Pollo con ciruelas (Marjane Satrapi, Vincent Paronnaud)

Es hora de opinar de la receta del Pollo con ciruelas, un plato sencillo de preparar, que embriaga con su sabor y su intenso colorido, pero sus matices dependen exclusivamente de la madurez del producto seleccionado y de la época en la que se cocine. Entiendan que siempre se puede encontrar un pollo con buenos cuartos traseros, pero el fruto no se paladea igual al cogerlo del árbol en su época de pleno apogeo o conseguirlo en un supermercado tras pasar meses en una cámara frigorífica.

Marjane Satrapi y Vincent Paronnaud se marcan un nuevo reto al traspasar su medio natural, la ilustración, y convertirla en personajes de carne y hueso, en escenarios de cartón piedra, aportar una nueva identidad a su Poulet aux prunes. No obstante, sería extraño perder esa oportunidad que brinda la historia a cada momento, así que no se alejan completamente de su elemento, caricaturizando escenas puntuales que así lo necesitan.

Un inusual narrador visita las pantallas en un film francés, algo tan habitual con lo que comenzar las andanzas de Nasser Ali (Mathieu Amalric), un músico que ha perdido una parte de sí mismo al quedar destrozado su violín tras una discusión con su esposa (Maria de Medeiros). Sin él no queda nada más que morir precipitadamente.

Es la irónica mentalidad del suicida, que puede elegir el modo de terminar con su existencia, la que sustenta el paseo por la vida de todos aquellos que han querido a Nasser Ali, incluida la suya propia, puesto que se respeta lo suficiente como para decidir el dejar de respirar para no soportar nunca más la desidia de sus acciones.

Con agilidad se construye el futuro y el pasado, con momentos relatados con suculenta comicidad en la que resarcirse de las torpezas de sus personajes, lugares donde jugar con la belleza de los cuentos y los sueños que se convierten en disparidades recursivas.
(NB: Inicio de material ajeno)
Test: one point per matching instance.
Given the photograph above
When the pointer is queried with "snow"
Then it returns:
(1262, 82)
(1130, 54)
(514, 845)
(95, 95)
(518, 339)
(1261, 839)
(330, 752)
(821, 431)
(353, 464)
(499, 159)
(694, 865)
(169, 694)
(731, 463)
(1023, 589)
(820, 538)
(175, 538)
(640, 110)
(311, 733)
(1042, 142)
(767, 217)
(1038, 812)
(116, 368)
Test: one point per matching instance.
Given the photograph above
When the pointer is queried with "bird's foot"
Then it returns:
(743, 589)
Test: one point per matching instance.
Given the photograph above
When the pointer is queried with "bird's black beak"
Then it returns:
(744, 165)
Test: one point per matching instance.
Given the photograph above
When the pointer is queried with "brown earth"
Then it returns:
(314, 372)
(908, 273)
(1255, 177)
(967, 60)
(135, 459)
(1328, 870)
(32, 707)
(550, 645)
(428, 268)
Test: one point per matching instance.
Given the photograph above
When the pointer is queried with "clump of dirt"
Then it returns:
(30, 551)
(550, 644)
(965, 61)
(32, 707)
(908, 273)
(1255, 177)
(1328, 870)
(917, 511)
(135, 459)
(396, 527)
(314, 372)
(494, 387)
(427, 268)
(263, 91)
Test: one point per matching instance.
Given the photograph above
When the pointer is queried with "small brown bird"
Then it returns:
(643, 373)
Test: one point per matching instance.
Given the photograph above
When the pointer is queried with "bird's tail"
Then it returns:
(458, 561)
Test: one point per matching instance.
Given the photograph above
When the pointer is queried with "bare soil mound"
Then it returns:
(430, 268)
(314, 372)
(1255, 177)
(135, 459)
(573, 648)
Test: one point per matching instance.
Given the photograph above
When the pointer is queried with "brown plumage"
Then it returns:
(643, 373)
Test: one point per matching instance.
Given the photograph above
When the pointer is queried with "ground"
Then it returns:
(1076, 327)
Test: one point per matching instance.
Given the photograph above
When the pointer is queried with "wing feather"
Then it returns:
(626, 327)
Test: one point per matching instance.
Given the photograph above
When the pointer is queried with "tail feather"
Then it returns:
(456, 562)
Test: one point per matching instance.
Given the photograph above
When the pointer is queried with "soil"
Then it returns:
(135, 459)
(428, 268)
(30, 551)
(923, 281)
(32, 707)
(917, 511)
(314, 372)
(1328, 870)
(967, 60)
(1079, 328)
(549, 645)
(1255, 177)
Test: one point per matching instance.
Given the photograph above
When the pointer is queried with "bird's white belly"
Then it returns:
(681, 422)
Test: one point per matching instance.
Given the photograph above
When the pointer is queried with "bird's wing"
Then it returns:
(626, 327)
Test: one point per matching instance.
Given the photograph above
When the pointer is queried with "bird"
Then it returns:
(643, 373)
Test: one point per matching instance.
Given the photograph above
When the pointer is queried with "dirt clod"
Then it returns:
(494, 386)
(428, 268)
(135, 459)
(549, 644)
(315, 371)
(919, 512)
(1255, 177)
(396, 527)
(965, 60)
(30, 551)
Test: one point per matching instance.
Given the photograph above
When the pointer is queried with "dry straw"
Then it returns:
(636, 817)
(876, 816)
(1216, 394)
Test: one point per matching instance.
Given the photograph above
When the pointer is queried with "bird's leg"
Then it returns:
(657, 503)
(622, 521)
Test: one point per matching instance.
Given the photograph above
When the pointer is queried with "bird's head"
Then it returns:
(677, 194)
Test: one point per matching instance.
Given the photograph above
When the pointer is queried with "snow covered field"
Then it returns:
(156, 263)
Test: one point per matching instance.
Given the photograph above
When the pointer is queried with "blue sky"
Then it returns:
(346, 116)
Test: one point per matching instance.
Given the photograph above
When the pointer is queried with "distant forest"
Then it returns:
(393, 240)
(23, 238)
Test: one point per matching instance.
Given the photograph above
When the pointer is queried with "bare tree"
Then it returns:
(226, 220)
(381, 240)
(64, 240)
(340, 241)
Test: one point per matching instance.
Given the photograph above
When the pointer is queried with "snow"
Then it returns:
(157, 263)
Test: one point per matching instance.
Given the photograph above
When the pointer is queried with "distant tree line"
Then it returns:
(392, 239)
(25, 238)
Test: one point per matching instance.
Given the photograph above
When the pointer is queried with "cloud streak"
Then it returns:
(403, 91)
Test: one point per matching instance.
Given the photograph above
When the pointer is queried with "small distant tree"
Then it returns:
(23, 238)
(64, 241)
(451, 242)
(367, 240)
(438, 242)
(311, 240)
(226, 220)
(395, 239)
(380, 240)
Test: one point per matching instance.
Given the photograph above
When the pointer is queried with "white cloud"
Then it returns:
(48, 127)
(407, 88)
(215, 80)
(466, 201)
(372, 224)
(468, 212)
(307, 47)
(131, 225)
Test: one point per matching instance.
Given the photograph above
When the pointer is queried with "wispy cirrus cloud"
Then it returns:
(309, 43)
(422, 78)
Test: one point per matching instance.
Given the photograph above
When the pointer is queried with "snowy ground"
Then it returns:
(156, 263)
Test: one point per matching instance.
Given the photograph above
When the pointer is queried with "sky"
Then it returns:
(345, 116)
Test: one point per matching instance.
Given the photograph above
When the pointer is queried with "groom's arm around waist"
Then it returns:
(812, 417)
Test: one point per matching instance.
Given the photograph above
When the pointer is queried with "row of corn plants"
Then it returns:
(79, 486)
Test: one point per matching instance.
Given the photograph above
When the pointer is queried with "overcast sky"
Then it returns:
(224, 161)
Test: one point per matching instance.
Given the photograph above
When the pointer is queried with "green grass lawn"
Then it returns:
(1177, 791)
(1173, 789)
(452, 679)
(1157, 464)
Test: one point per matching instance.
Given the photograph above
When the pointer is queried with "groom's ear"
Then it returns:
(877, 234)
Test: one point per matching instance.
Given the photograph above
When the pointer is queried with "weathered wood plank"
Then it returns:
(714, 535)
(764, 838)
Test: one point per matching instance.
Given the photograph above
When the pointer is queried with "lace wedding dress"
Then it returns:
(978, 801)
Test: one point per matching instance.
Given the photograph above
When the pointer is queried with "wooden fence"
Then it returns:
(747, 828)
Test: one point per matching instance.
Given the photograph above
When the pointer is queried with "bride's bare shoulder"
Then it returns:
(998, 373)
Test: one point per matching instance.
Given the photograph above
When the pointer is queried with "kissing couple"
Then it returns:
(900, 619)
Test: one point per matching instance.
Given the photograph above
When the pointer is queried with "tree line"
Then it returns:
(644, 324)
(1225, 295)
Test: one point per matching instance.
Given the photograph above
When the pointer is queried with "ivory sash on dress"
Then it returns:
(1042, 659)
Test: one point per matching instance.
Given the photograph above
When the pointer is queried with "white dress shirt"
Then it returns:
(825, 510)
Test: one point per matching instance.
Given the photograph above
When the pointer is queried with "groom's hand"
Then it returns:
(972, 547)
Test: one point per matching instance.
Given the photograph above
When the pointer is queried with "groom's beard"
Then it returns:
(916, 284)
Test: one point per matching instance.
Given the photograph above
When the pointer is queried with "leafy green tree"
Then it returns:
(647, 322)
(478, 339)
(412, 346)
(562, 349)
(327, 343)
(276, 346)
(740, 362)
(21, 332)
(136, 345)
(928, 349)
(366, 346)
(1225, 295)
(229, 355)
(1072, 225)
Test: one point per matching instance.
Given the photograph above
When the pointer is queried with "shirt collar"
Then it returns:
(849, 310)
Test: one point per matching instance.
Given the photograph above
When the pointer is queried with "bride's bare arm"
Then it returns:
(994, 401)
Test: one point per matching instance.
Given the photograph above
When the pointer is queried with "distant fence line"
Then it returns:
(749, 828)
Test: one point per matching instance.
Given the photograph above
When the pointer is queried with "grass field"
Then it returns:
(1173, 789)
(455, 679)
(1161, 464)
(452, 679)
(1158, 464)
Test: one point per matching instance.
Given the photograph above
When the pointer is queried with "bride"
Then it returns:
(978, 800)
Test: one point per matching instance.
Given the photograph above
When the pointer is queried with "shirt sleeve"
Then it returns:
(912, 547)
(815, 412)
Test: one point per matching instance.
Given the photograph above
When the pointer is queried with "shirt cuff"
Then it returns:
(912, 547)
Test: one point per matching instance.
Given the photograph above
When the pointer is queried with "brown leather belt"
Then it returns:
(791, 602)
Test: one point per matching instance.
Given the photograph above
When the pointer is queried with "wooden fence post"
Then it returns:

No se centra en cursilerías y aspavientos y sí disfruta de recurrir a las exageraciones y extravagancias dignas de cualquier novela gráfica, pese a que la que basa esta película convive con el singular blanco y negro sin espacio para las gradaciones.

De este modo, el salto de Marjane Satrapi y Vincent Paronnaud de la animación al uso de actores gana algo de ambos mundos, acortando distancias con la aclamada primera película Persépolis (2007), su anterior adaptación, donde la mordacidad se daba lugar en cualquier pasaje.

Dividida en capítulos, nos adentramos en el Teherán de los años 50 dispersados entre personajes y distintos tiempos que conforman una vida que tal vez no impacte a escépticos pero tampoco cansa, donde la melodía del violín acompaña pero no quita protagonismo en ningún momento, y con calma, un ligero humor va conformando la compleja realidad del humano, los verdaderos tormentos relatados de un modo liviano, como tantos otros temas que se comentan de pasada dejando ver que en papel la historia tiene más profundidad, aunque se aprecia la destreza a la hora de innovar de estos directores que soportan con estilo este avance en su cine.

En este retrato de la pérdida de ilusión es tal vez la conjugación de colores lo que mejor traslada el mensaje, es la voluntad de compartir y no deprimir junto a Nasser Ali lo que matiza el camino del suicida, la decisión de olvidar del modo más cobarde, unirse a un instrumento roto cuando nada significa lo mismo y se trata de banalizar con el pasado, se convierte el personaje en una lengua que olvida los acuerdos naturales de comportamiento en una transición de verdades atacantes que sublima la intención del film, trasladar una vida y su contorno a la ficción más inverosímil que probará, sin pretensiones, a dominar la comprensión de quien observa.